# Front door color help



## gma2rjc (Nov 21, 2008)

IMO, it looks beautiful the way it is. Painting the door another color might detract from the nice trim. Just my 2 cents.


----------



## Scuba_Dave (Jan 16, 2009)

My last house was white with a blue door
This house we have a red door
I like the front door to stand out


----------



## rwa (May 10, 2009)

the entry should be a focal point ... make it stand out like Scuba said ... dark green or black


----------



## chicuniques (Aug 15, 2009)

I agree the door could stand out, even though it does look nice as it is, it seems a little 'safe'.

anyhoo, I don't believe dark green or black would go with anything you have going on on your exterior as it is. I would recommend a rich wood finish whether it's a paint treatment or replacement. That would, at least, tie in with your roof and porch. Or pull one of the tones from either of those and bring it onto the door.

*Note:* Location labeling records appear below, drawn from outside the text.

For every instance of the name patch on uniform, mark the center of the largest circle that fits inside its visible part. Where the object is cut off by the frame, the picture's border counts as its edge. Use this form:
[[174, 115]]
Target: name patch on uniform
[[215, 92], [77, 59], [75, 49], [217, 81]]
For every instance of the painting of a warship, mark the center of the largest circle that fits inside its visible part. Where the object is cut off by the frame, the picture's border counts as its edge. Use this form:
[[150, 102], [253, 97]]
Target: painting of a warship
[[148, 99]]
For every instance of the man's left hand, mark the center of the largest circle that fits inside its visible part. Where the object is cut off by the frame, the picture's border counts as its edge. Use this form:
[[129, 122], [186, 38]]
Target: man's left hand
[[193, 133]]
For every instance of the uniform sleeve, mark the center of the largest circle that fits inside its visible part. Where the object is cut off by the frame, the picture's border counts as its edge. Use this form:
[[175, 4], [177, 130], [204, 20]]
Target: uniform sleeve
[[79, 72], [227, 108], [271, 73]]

You could take a couple of pieces (or use both sides) of cheap plywood and paint with all of your color options, prop it in front of the door before leaving your house to go someplace and see how it looks when you return. OR prop the pieces and take pics like the one you posted and compare them.

Just my thoughts,

Nikki


----------



## Shamus (Apr 27, 2008)

Ivy green, look at the color chip that's closer to Hunter green, in satin finish.


----------